Con una piedra en cada mano, recordé la escena final de la película Joker, abierto de manos agradeciendo la belleza de ser un sociopata y esperando la reacción del retoño encabronado, quien, tal como lo tenía planeado se abalanzó hacia mi.

Me dejé tirar y cuando ya me tenía en el suelo, Justo como él pensó sería su ofensiva, tome las piedras y con un odio que me nacía desde lo más profundo, le sonraje las piedras hasta desmayarlo.

Un charco de sangre me detuvo, con la criatura defensora desmayada en el piso.
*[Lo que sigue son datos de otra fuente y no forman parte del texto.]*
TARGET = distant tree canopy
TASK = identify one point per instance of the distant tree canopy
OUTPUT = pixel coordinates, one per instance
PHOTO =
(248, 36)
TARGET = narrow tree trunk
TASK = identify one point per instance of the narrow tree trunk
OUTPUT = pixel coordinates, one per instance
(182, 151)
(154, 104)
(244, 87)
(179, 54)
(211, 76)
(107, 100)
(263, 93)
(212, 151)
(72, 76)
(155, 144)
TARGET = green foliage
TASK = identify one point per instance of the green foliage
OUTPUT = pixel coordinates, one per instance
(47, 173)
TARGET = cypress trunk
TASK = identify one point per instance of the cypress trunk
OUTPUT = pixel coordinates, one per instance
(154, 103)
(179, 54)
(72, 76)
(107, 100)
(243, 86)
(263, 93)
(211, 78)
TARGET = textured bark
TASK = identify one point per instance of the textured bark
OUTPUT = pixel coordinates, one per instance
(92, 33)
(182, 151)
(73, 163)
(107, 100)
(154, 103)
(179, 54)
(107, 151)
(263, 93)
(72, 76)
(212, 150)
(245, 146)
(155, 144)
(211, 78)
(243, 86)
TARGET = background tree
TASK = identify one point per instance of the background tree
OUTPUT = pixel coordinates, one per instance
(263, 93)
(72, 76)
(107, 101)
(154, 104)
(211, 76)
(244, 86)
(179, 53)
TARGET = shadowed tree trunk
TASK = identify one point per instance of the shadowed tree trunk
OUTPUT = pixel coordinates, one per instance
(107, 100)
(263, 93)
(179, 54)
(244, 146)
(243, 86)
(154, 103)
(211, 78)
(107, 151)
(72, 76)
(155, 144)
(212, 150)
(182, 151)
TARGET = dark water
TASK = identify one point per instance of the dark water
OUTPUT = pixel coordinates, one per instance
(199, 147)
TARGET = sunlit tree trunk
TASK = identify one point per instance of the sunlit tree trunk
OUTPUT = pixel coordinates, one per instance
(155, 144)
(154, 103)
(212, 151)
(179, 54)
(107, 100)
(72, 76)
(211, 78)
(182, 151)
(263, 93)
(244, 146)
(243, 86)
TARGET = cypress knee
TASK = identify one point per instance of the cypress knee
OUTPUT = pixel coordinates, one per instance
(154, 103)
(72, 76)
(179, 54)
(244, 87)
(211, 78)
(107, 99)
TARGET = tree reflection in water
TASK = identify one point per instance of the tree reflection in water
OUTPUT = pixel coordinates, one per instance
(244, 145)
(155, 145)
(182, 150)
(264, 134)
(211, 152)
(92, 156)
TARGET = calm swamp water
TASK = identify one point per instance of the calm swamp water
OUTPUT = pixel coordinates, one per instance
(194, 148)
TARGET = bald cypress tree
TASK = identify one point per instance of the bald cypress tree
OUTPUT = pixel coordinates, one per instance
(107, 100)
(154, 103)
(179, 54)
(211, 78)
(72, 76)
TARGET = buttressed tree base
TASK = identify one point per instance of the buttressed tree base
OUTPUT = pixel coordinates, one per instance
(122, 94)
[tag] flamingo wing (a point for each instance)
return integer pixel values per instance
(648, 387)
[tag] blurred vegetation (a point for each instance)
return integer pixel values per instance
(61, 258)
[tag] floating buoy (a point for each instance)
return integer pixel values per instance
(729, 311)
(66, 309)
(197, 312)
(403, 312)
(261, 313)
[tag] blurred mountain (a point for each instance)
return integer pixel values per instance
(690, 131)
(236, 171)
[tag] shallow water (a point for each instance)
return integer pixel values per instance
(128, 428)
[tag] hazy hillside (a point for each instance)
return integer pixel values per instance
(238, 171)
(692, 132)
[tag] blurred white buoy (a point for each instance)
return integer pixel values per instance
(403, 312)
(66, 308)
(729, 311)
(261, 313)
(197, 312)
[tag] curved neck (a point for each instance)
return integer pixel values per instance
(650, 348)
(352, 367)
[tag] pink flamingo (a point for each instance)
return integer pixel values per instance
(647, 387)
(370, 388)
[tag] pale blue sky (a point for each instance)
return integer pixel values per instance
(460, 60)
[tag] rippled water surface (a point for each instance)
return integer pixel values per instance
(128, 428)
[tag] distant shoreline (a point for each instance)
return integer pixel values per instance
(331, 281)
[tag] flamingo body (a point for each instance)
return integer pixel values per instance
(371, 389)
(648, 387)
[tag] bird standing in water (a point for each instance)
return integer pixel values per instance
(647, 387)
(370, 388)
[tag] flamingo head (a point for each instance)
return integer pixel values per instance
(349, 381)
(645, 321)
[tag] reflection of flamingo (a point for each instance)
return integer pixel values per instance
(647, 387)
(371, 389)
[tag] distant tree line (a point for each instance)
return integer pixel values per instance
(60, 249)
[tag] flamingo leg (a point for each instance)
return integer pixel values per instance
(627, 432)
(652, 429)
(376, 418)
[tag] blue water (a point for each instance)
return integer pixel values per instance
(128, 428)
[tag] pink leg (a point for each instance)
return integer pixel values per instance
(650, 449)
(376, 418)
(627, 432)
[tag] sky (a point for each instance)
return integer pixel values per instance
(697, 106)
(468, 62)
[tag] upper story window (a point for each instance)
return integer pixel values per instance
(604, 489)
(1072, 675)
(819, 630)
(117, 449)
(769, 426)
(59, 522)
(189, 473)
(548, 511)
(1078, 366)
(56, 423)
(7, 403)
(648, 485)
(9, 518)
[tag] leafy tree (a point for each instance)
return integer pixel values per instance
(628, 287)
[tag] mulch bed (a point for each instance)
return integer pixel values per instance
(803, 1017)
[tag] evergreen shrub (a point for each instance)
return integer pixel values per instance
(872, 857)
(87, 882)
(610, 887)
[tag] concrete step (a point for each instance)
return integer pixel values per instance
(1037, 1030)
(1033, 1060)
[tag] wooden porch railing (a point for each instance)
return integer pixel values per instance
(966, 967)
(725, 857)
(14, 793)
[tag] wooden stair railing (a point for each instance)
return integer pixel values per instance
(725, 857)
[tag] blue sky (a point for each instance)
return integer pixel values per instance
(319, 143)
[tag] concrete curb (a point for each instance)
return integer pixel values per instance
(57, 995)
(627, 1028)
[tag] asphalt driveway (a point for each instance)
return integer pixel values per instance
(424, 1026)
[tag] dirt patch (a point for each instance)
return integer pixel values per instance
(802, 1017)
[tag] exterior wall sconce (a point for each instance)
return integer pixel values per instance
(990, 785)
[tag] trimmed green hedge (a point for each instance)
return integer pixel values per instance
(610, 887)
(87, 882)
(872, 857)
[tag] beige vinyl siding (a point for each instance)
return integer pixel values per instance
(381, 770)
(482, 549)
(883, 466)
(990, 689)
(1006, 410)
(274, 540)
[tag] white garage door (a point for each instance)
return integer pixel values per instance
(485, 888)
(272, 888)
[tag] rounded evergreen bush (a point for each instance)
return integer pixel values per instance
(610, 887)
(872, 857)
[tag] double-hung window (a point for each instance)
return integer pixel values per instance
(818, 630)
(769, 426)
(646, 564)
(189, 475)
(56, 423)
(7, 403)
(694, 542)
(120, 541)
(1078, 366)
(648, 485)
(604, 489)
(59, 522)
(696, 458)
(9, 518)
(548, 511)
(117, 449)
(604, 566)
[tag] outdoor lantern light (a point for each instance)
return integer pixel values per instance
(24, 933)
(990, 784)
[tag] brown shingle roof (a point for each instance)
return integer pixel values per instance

Y entonces, los observadores chismosos encontraron en mi al peor de los delincuentes y se unieron para mi persecución.

Corrí descalzo sin saber donde había quedado mi madre (a quien seguramente se le habían escapado las ganas de orinar para ese momento) y me perdí en aquella jungla antes de recibir una golpiza.

Ya no me encontraron, busque refugio en la casa de un amigo una colonia más adelante y me quede dos días si avisarle a mi madre.

Cuando por fin decidí salir al mundo, como cualquier asesino serial decidí regresar al lugar de los hechos.

Me paré en la esquina de las memelas, y a lo lejos, estaban madre e hijo trabajando, a él le rodeaba en la cabeza una venda blanca que parecía convertirlo a una cebolla andante.

Me regrese a mi casa con la tranquilidad de no haber matado a nadie.

Cuando toque a la puerta de mi casa, mi madre ya me estaba esperando con un arma en sus manos muy similar a la que yo utilicé , una cuchara de plástico que no dudó en usar un segundo después de abrirme. Me llovieron cucharazos en todos lados, como madrina de judicial, mientras escuchaba la letanía de mi madre diciéndome que no me volvería a llevar a ningún lugar.

En cada golpe entendía, el agradecimiento de mi madre por haberla salvado y el gusto de verme llegar, aunque fuera un prófugo de la justicia.